Asia Timur Laut merupakan wilayah yang secara geopolitik merupakan kawasan rumit karena 'diduduki' oleh negara-negara adikuasa. Sebut saja Amerika Serikat, China, Jepang, dan Korea Selatan. Maka tak heran, Asia Timur Laut dijadikan sebagai 'sumbu api' (hotspot) yang berujung perang terbuka di kemudian hari.
"Dari segi pemusatan kekuatan militer dan kaya akan potensi ekonomi, Asia Timur Laut bisa menjadi sumbu api perang dan mengancam kemakmuran dunia. Semenanjung Korea adalah bukti dari percikan-percikan api itu," kata Duta Besar Korea Utara untuk Indonesia, An Kwan-il, di Jakarta, Senin, 19 Desember 2016.
Melihat adanya potensi konflik ini, ia melanjutkan, Korea Utara menganggap perlu ditingkatkannya pencegahan perang untuk menjaga perdamaian. Pengembangan kekuatan senjata nuklir Pyongyang menjadi salah satu strategi yang digunakan untuk menahan aksi "membabi-buta" AS yang ingin menguasai Asia Pasifik.
Dalam pelaksanaan strategi kebijakannya, Kwan-il menilai bahwa alat paling utama yang digunakan AS adalah mengonfrontasi hubungan Utara dan Selatan. Ia pun menilai 'saudara kandungnya itu' tidak punya sikap dan keberanian untuk berhadapan langsung dengan negaranya.
"Pemerintah Korea Selatan selama ini tak punya kemampuan dan keberanian untuk berhadapan langsung dengan kami.

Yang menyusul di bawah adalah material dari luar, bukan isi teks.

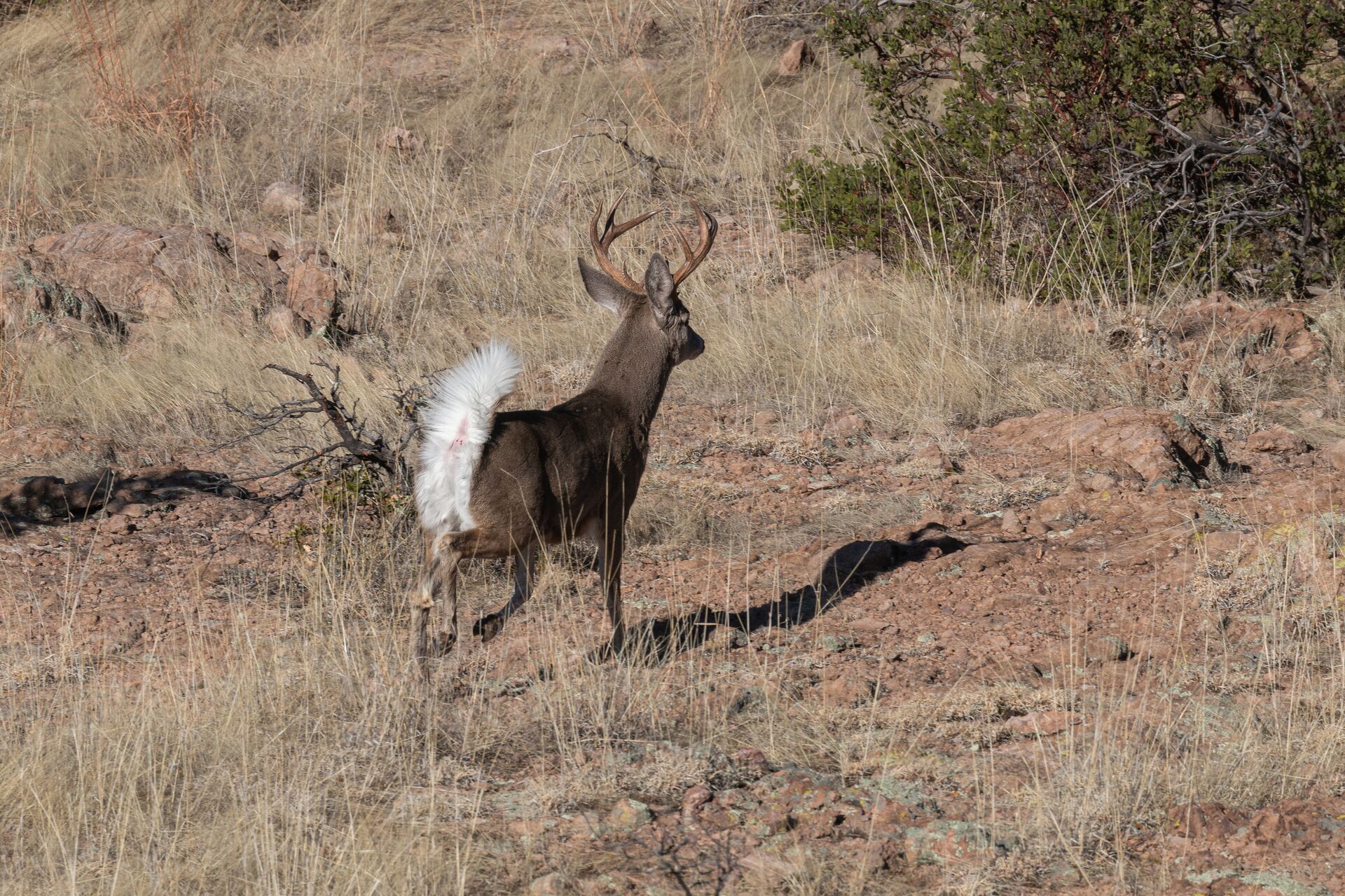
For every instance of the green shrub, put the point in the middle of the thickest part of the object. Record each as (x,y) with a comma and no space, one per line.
(1093,143)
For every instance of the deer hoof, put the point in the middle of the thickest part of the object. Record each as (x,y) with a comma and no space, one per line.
(488,627)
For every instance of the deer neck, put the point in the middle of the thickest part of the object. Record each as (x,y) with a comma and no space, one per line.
(633,371)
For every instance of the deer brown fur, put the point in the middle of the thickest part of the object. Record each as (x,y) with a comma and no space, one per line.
(546,476)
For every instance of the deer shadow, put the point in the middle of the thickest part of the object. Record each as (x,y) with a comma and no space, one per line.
(843,572)
(50,501)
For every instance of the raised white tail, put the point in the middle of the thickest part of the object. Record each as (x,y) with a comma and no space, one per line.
(454,432)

Mereka hanya menggantungkan diri pada kekuatan asing (AS)," tutur Kwan-il.
Kondisi ini yang kemudian menyebabkan Korea Selatan terus memasukkan lebih banyak perlengkapan perang buatan AS seperti sistem rudal THAAD, di samping latihan perang bersama.
"Jika mereka (Korsel) terus-menerus seperti ini, bukan tidak mungkin, penambahan kekuatan militer AS di Semenanjung Korea akan menambah bahaya keamanan dan kestabilan, utamanya Asia Timur Laut," tutur Kwan-il.